前半は、Wikileaksの分析。ウィキリークスの特徴は以下のとおり。
- 完全匿名性の保証
- 法的リスクの削減
- 多数のミラーサイトの存在
- 既存の報道機関との緊密な連携
この手のタレコミサイトは他にもありましたが、上記のような戦略を徹底することで知名度を上げています。同サイトの知名度を上げたCollateral Murderはこちら。
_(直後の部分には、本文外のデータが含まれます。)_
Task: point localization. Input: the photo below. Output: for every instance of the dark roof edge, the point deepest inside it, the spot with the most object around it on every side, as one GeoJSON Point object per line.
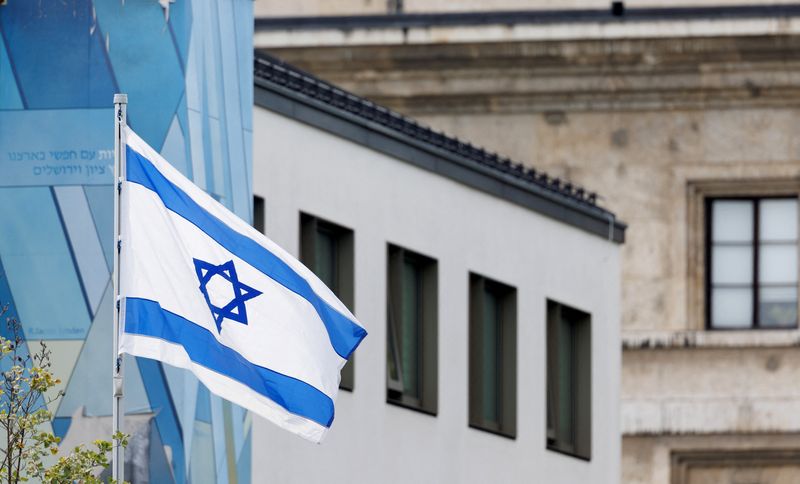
{"type": "Point", "coordinates": [294, 100]}
{"type": "Point", "coordinates": [411, 20]}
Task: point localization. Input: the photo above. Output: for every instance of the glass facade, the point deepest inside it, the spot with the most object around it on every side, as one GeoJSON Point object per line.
{"type": "Point", "coordinates": [186, 66]}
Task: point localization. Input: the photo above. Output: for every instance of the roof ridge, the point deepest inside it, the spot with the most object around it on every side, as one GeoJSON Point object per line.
{"type": "Point", "coordinates": [270, 68]}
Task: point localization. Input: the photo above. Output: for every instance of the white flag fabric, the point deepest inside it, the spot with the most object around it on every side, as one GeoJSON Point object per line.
{"type": "Point", "coordinates": [203, 290]}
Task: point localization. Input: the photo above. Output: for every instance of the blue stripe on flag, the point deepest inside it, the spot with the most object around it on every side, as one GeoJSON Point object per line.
{"type": "Point", "coordinates": [147, 318]}
{"type": "Point", "coordinates": [345, 335]}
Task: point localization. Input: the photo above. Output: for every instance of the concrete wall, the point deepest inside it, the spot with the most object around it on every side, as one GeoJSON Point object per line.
{"type": "Point", "coordinates": [298, 168]}
{"type": "Point", "coordinates": [654, 123]}
{"type": "Point", "coordinates": [275, 8]}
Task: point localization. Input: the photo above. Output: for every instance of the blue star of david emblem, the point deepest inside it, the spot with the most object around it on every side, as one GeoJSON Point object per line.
{"type": "Point", "coordinates": [235, 310]}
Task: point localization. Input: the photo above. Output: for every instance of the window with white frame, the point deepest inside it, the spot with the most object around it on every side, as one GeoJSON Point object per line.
{"type": "Point", "coordinates": [752, 263]}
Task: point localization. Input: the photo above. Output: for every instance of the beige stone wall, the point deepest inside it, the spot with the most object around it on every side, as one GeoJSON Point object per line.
{"type": "Point", "coordinates": [652, 125]}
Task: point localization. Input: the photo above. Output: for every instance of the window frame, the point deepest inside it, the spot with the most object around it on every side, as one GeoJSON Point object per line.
{"type": "Point", "coordinates": [756, 243]}
{"type": "Point", "coordinates": [506, 298]}
{"type": "Point", "coordinates": [427, 336]}
{"type": "Point", "coordinates": [581, 380]}
{"type": "Point", "coordinates": [259, 209]}
{"type": "Point", "coordinates": [344, 262]}
{"type": "Point", "coordinates": [697, 191]}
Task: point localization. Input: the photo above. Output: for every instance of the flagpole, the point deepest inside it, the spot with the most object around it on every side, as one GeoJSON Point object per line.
{"type": "Point", "coordinates": [117, 413]}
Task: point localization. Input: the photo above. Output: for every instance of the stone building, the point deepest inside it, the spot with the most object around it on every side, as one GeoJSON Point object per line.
{"type": "Point", "coordinates": [466, 272]}
{"type": "Point", "coordinates": [674, 115]}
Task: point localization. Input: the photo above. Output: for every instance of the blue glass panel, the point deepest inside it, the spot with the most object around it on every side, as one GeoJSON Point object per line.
{"type": "Point", "coordinates": [100, 199]}
{"type": "Point", "coordinates": [100, 79]}
{"type": "Point", "coordinates": [160, 471]}
{"type": "Point", "coordinates": [31, 266]}
{"type": "Point", "coordinates": [166, 417]}
{"type": "Point", "coordinates": [202, 469]}
{"type": "Point", "coordinates": [9, 94]}
{"type": "Point", "coordinates": [84, 243]}
{"type": "Point", "coordinates": [244, 466]}
{"type": "Point", "coordinates": [77, 150]}
{"type": "Point", "coordinates": [145, 62]}
{"type": "Point", "coordinates": [92, 373]}
{"type": "Point", "coordinates": [218, 434]}
{"type": "Point", "coordinates": [174, 149]}
{"type": "Point", "coordinates": [61, 426]}
{"type": "Point", "coordinates": [59, 35]}
{"type": "Point", "coordinates": [203, 412]}
{"type": "Point", "coordinates": [180, 21]}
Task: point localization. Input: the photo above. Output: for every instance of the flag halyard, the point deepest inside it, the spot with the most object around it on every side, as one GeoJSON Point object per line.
{"type": "Point", "coordinates": [203, 290]}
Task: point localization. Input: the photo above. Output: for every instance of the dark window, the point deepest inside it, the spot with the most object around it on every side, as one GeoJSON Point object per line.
{"type": "Point", "coordinates": [752, 263]}
{"type": "Point", "coordinates": [492, 356]}
{"type": "Point", "coordinates": [411, 378]}
{"type": "Point", "coordinates": [569, 383]}
{"type": "Point", "coordinates": [327, 249]}
{"type": "Point", "coordinates": [258, 213]}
ウィキリークスが、ビジネスモデルを変更している説明は興味深いですね。衰退する旧マスメディアと考えがちですが、
情報を分析、検証、説明する能力を有するマスメディアの価値はさらに高まる
という著書の主張には頷けるところがあります。
ウィキリークスとAmazonのやりとりを通じて浮かび上がったのは、ネットというのは、私的空間であること。民間企業のサイトによって仲介されているため、その企業が特定の情報や情報の仲介者を選別し、実質的な表現の検閲にあたる利用停止ができることがおきます。
ハッカー組織「アノニマス」は、反ウィキリークス企業へのサイバー攻撃を主導している集団として登場しています。先日のSONYの事件で存在が取り上げられましたが、勉強しておく必要がありますえ。
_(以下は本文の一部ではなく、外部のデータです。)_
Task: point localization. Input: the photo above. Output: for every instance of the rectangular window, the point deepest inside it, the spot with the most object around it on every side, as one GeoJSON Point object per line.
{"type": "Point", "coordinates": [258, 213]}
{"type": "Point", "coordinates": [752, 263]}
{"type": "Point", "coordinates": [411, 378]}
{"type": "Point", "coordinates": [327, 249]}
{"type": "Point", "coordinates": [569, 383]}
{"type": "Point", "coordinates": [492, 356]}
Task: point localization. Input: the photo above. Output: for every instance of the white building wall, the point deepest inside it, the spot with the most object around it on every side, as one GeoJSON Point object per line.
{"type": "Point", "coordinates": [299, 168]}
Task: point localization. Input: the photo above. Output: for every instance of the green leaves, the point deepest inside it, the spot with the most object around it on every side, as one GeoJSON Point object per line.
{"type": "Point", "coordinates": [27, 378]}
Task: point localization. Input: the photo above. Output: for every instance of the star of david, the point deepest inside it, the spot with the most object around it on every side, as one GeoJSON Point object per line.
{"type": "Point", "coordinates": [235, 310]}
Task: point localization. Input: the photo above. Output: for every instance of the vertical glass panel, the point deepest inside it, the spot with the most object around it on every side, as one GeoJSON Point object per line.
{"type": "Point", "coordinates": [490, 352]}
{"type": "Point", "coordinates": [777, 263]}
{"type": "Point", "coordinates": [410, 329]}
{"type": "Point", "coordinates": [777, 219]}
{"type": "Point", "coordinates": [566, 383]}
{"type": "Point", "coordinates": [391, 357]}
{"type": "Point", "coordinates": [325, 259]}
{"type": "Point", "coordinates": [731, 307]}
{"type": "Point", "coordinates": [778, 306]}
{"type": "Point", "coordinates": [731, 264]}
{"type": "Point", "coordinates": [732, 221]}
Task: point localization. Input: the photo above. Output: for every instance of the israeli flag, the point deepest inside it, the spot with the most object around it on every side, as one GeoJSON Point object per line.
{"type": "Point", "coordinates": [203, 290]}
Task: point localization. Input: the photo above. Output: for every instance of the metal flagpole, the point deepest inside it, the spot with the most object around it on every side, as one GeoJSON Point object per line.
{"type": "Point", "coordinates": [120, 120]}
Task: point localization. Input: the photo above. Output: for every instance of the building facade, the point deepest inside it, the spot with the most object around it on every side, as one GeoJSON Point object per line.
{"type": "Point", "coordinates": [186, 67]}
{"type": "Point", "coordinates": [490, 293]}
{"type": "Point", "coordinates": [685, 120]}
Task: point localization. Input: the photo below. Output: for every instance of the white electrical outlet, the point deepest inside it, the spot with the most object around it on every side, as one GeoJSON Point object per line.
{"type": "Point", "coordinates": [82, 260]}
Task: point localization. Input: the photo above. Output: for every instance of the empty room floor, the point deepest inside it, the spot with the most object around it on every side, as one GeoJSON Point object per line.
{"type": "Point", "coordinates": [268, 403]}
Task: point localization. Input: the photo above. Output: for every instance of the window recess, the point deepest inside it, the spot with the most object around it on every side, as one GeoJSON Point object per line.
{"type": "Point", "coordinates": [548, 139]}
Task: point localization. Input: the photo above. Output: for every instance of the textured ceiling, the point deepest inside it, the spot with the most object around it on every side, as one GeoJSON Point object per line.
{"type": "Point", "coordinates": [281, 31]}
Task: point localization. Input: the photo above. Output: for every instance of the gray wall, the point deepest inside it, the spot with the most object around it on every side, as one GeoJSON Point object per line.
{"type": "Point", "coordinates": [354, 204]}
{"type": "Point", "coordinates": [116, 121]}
また、ウィキリークスは主に政府の情報を対象としていますが、矛先は次に企業にも向けられると警鐘を鳴らしています。民間企業の経営陣も、早晩対応を迫られることでしょう。
読み終えて、2000年に盛り上がりを見せた「反Globalization」が、Social Networkの発展に伴ってより力を持ったと感じました。身近な例でいえば、日本の原発報道。もし、Social Networksが無かったらどうなっていたか考えると興味ふかいです。